THE CASE has caused a fallout between Clerides and the Chief of Police after the former publicly insulted the force in order to ingratiate himself with Phil. After Phil hacks were called in for questioning by the police, the paper carried a front page editorial complaining and arguing that its journalists had done nothing wrong – they had only reproduced the odd line from the Loizidou’s emails.

It was a fair point, as Phil had demanded the prosecution of those that published the emails, which exposed the slavish subservience of the AG’s office to Russia’s director of public prosecutions. Not wanting to alienate Phil, Clerides called one of its hacks and told him that the police had messed up and should never have questioned Phil hacks.

The AG’s claim of a police cock-up was reported by the paper, in a self-righteous article, which infuriated the police chief. The chief wrote to Clerides, informing him that from now on he had to write to the police telling them whom they should call in for questioning. This has raised my hopes as I could still get a call.

THE ZEAL and urgency with which the AG has tried to stop hacks writing about the embarrassing emails were not displayed in relation to the disciplinary investigation of his senior attorney. Loizidou was investigated for using an unsecure private email account for official business.

An investigator was appointed by the council of ministers but Clerides insisted that the report should be sent to him rather than the body that ordered the investigation. Once he received it, he sent it to a private lawyer to study it and give his recommendations because he could not become involved.
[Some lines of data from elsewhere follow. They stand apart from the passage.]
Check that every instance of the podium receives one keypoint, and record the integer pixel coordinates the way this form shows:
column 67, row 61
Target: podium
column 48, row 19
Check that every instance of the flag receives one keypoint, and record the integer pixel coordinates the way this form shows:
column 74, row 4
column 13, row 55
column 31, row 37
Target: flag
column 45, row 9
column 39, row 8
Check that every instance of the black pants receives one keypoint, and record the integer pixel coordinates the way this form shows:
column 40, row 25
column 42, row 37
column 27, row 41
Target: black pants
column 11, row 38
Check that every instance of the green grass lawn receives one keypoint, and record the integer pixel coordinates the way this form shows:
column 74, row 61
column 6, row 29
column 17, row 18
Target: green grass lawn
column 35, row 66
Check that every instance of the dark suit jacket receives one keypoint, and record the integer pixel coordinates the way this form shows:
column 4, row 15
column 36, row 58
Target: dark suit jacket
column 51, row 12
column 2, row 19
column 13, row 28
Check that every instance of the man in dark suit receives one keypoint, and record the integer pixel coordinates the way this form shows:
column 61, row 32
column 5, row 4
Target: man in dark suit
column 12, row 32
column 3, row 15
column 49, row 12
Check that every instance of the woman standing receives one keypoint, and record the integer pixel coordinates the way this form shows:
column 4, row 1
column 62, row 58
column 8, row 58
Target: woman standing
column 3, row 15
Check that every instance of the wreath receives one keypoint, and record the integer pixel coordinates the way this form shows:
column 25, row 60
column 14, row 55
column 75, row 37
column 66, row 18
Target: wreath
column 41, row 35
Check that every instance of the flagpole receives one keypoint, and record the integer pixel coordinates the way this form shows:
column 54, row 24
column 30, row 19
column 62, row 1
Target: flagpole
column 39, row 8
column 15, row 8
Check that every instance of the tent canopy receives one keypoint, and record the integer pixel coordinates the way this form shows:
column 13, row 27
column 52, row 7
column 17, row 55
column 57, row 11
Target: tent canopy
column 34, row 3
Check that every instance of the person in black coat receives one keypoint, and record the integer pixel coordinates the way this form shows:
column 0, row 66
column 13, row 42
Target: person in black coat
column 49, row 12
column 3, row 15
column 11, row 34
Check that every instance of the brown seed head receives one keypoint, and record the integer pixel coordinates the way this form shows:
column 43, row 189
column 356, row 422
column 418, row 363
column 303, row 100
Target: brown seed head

Three months after the investigation was ordered nothing has been heard about it.

The delay cannot be blamed on a police cock-up.

TODAY we are inaugurating a new feature, titled ‘Tell-tale signs that Prez Nik would seek a third term’. Although he said this term would be his last and knowing that he never lies there were still signs that subconsciously he may have set his sights on the third term.

Last week he held a signing ceremony at the presidential palace for pay rises for all hospital workers that had not been given rises. Pay rises had been given to nurses and doctors but not the rest of the hospital workers. So the head of Pasydy and the outgoing health minister met at the presidential palace to sign the agreement on the pay rises.

The signing of a routine agreement could have taken place at the health ministry without any fanfare. That it was held at the palace, in the presence of Nik, was a tell-tale sign that he campaign for re-election may have already begun.